Happy Birthday, Beaneet, o brother-from-another-leather. 3 years, big guy!
Thank you for your unconditional support. Otherwise I would've had no option but to hit rock bottom. Apologies for not having opened a Facebook account for you though. (Basic rights, I know, I know, if that total retard-of-a-Gujju-kid on the 2nd floor can have one, why can't you... I know.)
For the past three years, you have always been there beneath, Beaneet. You got kicked around, thrown on the bed, punched, drenched in water, cola, whisky. but not a sound from you.....
Beaneet, some might call you spineless, but I know that you do have a lot of balls.
(That's how you survived last month's 115-kilo body slam from yours truly, remember?) They'll always keep you from tearing apart.
Even though you choose to be glum, all by yourself, we still treat you as a part of our lives. See, now without giving a flying f**k, I resorted to wishing you a happy birthday on a Facebook status update (without using the words 'manuf**tured' or 'p**chase date') Also, I'm not sure you'll be getting the enough amount of likes or not - guess you should have been conceived with some whiskers or a wagging tail ,eh?!
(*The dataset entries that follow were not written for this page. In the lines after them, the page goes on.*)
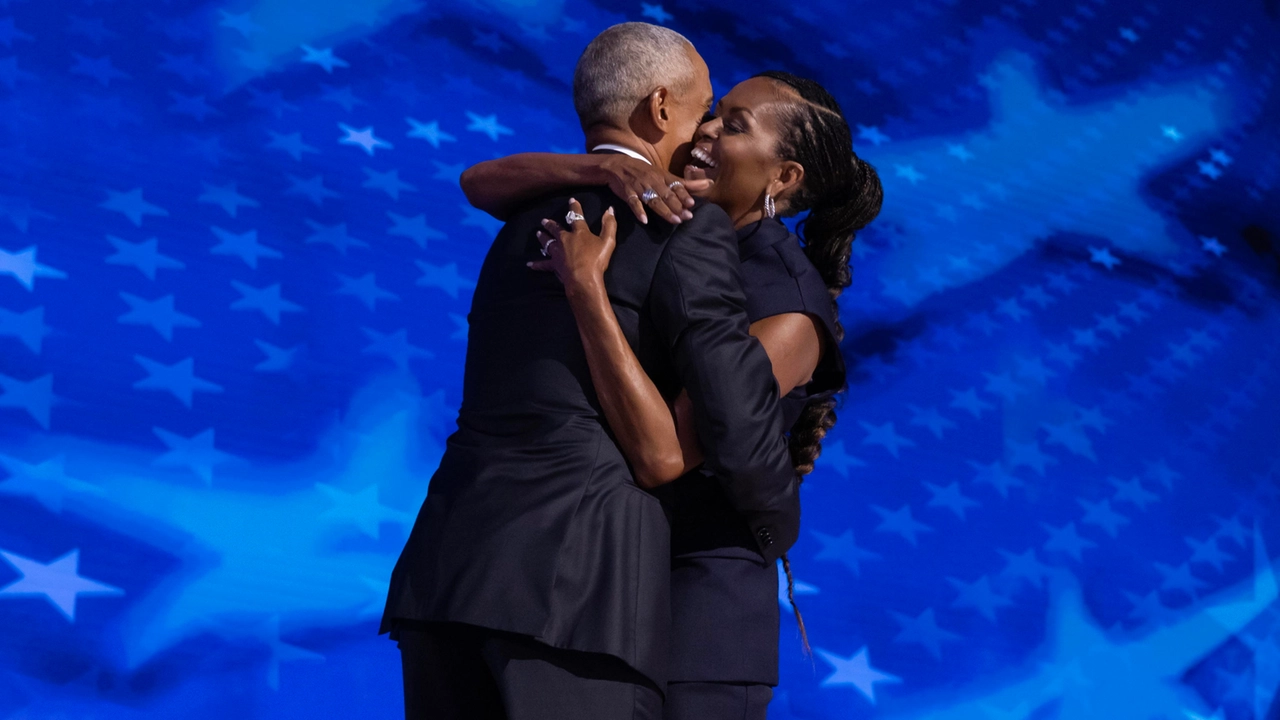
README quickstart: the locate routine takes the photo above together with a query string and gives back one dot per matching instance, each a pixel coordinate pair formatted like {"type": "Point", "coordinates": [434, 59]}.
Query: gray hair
{"type": "Point", "coordinates": [622, 65]}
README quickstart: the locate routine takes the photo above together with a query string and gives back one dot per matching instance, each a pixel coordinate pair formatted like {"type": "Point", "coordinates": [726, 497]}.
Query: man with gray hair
{"type": "Point", "coordinates": [534, 584]}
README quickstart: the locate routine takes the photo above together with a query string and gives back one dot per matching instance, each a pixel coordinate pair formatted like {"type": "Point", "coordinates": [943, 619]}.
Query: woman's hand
{"type": "Point", "coordinates": [576, 255]}
{"type": "Point", "coordinates": [630, 178]}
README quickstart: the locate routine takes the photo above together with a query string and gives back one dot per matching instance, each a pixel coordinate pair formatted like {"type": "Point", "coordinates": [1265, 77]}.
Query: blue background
{"type": "Point", "coordinates": [234, 269]}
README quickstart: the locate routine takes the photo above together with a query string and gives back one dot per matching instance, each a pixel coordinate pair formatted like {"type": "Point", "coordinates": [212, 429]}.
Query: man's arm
{"type": "Point", "coordinates": [698, 305]}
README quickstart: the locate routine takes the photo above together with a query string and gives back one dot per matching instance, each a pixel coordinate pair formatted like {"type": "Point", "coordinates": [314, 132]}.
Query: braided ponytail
{"type": "Point", "coordinates": [842, 194]}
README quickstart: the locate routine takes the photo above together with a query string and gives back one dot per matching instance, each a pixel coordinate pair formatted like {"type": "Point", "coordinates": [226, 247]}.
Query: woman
{"type": "Point", "coordinates": [778, 145]}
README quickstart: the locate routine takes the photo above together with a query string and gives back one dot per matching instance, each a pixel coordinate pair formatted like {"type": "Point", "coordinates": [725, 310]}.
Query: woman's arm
{"type": "Point", "coordinates": [501, 186]}
{"type": "Point", "coordinates": [658, 440]}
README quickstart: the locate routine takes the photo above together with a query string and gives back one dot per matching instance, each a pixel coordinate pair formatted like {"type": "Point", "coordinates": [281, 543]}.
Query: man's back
{"type": "Point", "coordinates": [533, 523]}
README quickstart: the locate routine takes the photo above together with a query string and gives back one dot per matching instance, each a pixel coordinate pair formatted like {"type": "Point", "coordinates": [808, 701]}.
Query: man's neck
{"type": "Point", "coordinates": [613, 136]}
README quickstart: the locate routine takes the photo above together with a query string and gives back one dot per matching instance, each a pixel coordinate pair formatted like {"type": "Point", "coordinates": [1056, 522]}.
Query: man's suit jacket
{"type": "Point", "coordinates": [533, 522]}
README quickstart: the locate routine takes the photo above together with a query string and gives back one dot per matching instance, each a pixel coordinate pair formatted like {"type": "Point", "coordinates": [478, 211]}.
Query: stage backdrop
{"type": "Point", "coordinates": [236, 269]}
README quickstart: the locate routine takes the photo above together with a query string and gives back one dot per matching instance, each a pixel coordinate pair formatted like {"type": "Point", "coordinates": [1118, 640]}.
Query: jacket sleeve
{"type": "Point", "coordinates": [698, 305]}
Sure I may have compromised my stance against vain, irrational behaviour that I see many out there succumb to (like clicking a selfie in a room full of humans well-equipped with photo-clicking skills)....but hey, I work in an ad agency, remember??!
Hang in there, bud. Hope the next year may be your fourth, the year after that your fifth, and so on....(you get the drill). Cheers.